Barack Obama has won the Nobel Peace Prize.  Yes, that's right, Barack Obama, in office for less than nine months and with (as yet) little to show for his diplomacy of apology and unilateral concessions, has been awarded the Nobel Peace Prize for "his extraordinary efforts to strengthen international diplomacy and cooperation between peoples."

The decision has left pundits of all stripes scratching their heads as to the explanation for such a bizarre award. Some have ridiculed the award as premature or as an attention getting stunt by the Norwegian panel that awarded the prize. While both judgments are accurate, they do not reach the real basis for the surprising decision.

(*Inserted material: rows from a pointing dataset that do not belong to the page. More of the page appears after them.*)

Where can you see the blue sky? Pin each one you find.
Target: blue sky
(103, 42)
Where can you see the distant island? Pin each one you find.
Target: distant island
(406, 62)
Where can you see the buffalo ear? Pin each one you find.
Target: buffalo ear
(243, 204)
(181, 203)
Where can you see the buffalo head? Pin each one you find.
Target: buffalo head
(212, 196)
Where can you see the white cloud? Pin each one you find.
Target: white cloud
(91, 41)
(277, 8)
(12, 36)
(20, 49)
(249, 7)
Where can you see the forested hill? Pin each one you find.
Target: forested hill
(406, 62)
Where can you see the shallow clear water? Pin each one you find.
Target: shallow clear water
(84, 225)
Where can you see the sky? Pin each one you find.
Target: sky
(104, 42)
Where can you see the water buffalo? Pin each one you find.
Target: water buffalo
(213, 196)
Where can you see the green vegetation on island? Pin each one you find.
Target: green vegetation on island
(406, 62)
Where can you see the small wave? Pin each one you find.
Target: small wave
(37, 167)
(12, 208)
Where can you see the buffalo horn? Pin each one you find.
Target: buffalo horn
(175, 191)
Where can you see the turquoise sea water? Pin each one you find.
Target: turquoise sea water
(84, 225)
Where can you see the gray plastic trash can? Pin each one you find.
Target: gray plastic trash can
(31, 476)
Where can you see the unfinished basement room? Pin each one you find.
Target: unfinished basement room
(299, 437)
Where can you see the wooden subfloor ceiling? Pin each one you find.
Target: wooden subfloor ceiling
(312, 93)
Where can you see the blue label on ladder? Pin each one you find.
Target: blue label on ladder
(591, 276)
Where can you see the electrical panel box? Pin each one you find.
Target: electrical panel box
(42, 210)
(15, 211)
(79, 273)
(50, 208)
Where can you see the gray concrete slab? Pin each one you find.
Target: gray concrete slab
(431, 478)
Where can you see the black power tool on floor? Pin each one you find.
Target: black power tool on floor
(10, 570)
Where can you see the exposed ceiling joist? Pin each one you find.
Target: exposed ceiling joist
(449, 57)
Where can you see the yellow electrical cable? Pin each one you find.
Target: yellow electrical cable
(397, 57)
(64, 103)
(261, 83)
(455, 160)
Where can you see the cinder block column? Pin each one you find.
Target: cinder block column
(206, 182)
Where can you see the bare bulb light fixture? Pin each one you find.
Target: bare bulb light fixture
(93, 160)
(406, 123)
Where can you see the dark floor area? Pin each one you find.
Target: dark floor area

The Nobel Panel has for years been trying to use its award to nudge U.S. politics in a leftward direction by rewarding public figures who support the diplomatic, economic, and climate policies of the European left.  In the contest between liberals and conservatives in America, the panel has left little doubt as to where its fundamental loyalties lie.  Over the past several years, the prizes have been used to rebuke the policies of the Bush Administration and to reward some of its loudest critics.

Three years ago, in 2006, the Peace Prize was awarded to Al Gore for his advocacy of policies to arrest global warming, a none too subtle dig at the Bush administration for its opposition to the Kyoto protocols adopted by several European nations (including Norway).  In 2002, the award was given to Jimmy Carter ostensibly for his efforts to promote human rights but, more realistically, to reward a critic of U.S. policy in the Middle East and an opponent of the then impending intervention in Iraq.  The 2008 prize in economics was awarded to Paul Krugman, again for work done years ago in international economics but in reality for his political attacks in his columns in the New York Times on the domestic and international policies of the Bush Administration.

The award to Obama must thus be seen in this light—that is, as an effort to shore up the new administration in Washington and to encourage Obama to break further and more boldly with the policies of his predecessor.  It is true that President Obama has yet to achieve anything significant along the lines for which the award has traditionally been presented, but that misses the point behind the decision announced today.  The Prize was given in order to recognize a new direction in policy in the United States and to reiterate the committee's conviction that for eight years America was on the wrong path but is now on the right one.

In attempting to intervene so obviously in U.S. politics, the Nobel panel is taking the risk that its prizes will be discredited as nakedly political or that its awardees will come to be viewed in America as toadies of the European left, as some of them (Jimmy Carter and Al Gore) already are. Recent awards have raised eyebrows in the United States regarding the motives behind them, but this one may prove to be a real eye-opener.  In the terms of international politics, the Nobel committee is trying to use; its "soft power" (it has no hard power) to reward its allies and rebuke its adversaries in the United States. That tactic will work only so long as it does not become too obvious—and with this award it appears that the Nobel committee has overworked its message.